I can tell you right now, the main thing that made it successful was this: identifying the friction, then learning to use some automation tools that are available to eliminate that friction.
This might take a moment to explain. In previous years, I would schedule time once a week to write, and during that time I would take the 30-90 minutes to author and post a blog entry. In general, this works. At any one time I have 10-20 half-finished blog articles sitting around (even if it is just a couple sentences or ideas), so it is either finishing one of them, or authoring a new one if the idea has struck me. Sometimes, the ideas come at me when I’m driving or exercising or something and so instead of writing I will verbally narrative my blog post, run the recording through a voice-to-text translator (such as this one), and then clean up that text (maybe with this). But even with all these tools and tactics, frequently “life would get in the way” and I would not take the time to actually go finish out the polishing and submit the post. There’s the friction!

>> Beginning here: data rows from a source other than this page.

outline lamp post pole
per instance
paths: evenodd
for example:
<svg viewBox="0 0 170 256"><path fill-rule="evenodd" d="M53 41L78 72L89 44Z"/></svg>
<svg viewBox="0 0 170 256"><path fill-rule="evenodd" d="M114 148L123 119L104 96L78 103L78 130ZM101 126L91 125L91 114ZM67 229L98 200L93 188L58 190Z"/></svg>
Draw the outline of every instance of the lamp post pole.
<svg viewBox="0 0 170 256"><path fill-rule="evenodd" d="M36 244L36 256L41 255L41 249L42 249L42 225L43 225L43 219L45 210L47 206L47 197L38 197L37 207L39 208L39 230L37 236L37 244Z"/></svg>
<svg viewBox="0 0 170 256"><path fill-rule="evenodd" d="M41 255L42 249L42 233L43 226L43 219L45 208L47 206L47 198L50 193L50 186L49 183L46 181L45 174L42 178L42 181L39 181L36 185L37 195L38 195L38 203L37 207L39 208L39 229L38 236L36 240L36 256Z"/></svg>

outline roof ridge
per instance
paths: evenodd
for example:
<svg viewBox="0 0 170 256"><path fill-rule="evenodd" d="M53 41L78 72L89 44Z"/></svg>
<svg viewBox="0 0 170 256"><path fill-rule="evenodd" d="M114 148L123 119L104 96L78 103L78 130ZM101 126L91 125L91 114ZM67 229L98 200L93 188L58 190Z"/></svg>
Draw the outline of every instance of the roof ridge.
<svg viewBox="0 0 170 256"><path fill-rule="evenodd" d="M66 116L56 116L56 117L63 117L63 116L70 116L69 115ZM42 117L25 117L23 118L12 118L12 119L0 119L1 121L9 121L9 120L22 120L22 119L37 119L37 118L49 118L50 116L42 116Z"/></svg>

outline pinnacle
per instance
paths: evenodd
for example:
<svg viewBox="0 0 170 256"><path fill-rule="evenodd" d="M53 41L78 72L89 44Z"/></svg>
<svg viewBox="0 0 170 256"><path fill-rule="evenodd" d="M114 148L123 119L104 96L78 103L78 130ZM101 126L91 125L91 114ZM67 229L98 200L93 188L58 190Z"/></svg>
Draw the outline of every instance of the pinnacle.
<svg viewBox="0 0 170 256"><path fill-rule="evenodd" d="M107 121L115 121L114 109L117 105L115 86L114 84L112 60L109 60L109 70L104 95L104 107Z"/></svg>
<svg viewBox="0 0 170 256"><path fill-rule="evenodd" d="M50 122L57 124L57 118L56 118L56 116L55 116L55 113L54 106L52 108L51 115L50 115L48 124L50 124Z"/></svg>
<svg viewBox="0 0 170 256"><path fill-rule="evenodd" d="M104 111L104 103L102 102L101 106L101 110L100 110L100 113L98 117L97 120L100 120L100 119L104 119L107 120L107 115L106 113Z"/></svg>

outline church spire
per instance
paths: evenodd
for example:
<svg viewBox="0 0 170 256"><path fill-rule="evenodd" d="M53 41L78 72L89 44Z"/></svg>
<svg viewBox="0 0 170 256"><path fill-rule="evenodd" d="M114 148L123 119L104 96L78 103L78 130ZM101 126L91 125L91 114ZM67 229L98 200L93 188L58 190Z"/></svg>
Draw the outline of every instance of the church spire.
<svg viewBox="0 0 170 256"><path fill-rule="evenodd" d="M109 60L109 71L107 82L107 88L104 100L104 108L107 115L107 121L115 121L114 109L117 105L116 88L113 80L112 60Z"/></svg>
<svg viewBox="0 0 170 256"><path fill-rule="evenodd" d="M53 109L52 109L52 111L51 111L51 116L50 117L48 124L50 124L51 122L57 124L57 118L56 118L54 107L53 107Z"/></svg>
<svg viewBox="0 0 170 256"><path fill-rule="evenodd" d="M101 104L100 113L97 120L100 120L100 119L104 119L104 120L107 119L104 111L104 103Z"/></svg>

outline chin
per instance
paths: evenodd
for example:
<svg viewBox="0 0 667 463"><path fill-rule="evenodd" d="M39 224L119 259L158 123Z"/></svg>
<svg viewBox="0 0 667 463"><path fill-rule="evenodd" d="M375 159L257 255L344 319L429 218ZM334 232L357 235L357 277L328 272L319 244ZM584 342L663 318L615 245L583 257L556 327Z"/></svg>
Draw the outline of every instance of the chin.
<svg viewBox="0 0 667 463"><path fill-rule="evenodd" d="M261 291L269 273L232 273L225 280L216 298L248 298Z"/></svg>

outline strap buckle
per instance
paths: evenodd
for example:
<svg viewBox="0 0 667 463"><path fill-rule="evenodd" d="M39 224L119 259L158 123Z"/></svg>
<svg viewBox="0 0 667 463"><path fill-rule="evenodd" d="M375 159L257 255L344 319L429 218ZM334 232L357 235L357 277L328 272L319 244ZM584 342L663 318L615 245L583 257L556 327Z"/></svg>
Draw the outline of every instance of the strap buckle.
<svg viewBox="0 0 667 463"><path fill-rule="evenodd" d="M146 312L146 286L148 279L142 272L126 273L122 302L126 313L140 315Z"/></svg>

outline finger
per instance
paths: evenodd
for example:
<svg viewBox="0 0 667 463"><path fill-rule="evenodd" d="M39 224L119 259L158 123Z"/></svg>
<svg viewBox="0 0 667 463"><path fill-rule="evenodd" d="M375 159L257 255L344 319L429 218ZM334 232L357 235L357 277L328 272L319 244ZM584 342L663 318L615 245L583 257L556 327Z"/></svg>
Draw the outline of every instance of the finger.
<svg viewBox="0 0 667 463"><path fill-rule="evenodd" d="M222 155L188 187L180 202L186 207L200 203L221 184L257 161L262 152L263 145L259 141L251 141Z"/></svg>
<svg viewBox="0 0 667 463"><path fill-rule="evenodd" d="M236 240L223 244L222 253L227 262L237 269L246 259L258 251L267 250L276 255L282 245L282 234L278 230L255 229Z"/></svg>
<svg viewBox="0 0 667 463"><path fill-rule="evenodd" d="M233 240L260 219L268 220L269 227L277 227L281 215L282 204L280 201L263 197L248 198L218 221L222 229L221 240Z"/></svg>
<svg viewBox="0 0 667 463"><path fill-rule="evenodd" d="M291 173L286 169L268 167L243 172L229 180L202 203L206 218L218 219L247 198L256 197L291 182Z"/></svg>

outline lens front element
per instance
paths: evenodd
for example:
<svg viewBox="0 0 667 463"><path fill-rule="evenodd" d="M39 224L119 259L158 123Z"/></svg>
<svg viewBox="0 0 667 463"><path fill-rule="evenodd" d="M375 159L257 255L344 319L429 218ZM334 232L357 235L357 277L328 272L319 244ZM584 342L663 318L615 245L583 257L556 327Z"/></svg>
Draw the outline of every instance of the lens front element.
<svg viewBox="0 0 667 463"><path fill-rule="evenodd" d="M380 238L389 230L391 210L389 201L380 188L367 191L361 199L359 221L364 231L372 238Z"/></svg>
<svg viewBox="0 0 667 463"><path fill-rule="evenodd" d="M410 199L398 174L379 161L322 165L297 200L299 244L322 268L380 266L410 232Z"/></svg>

Well, when I started to look back in more detail I realized something. Namely that the nature of my writing is “bursty”. I would go a couple weeks not wanting to write at all then suddenly get a burst of creativity or inspiration and author four of five blog posts. But what I would not be consistent with is taking the 15 minutes once a week to actually go submit that post.
And then I found a feature in this software, which is actually a similar feature that I use all the time…scheduled posting! I use this frequently in emails and chat messages as well. If I think of something I want to ask someone, or remind myself to do, I will set up a scheduled message to send. The same works with blog posts. If I get motivated and write five blog posts in one sitting then instead of leaving them in draft and requiring myself to go post I will just schedule them to post in the weeks ahead.
In hindsight this is a very simple feature and an obvious solution. But that’s my point. Frequently there are simple and straightforward technology-based or automation-based ways to reduce the friction. But sometimes you have to take that time to stop for a moment, identify the actual cause of the friction, and then go solve it. Seems obvious, and yet observation shows us that there are many places where this could be done to improve things.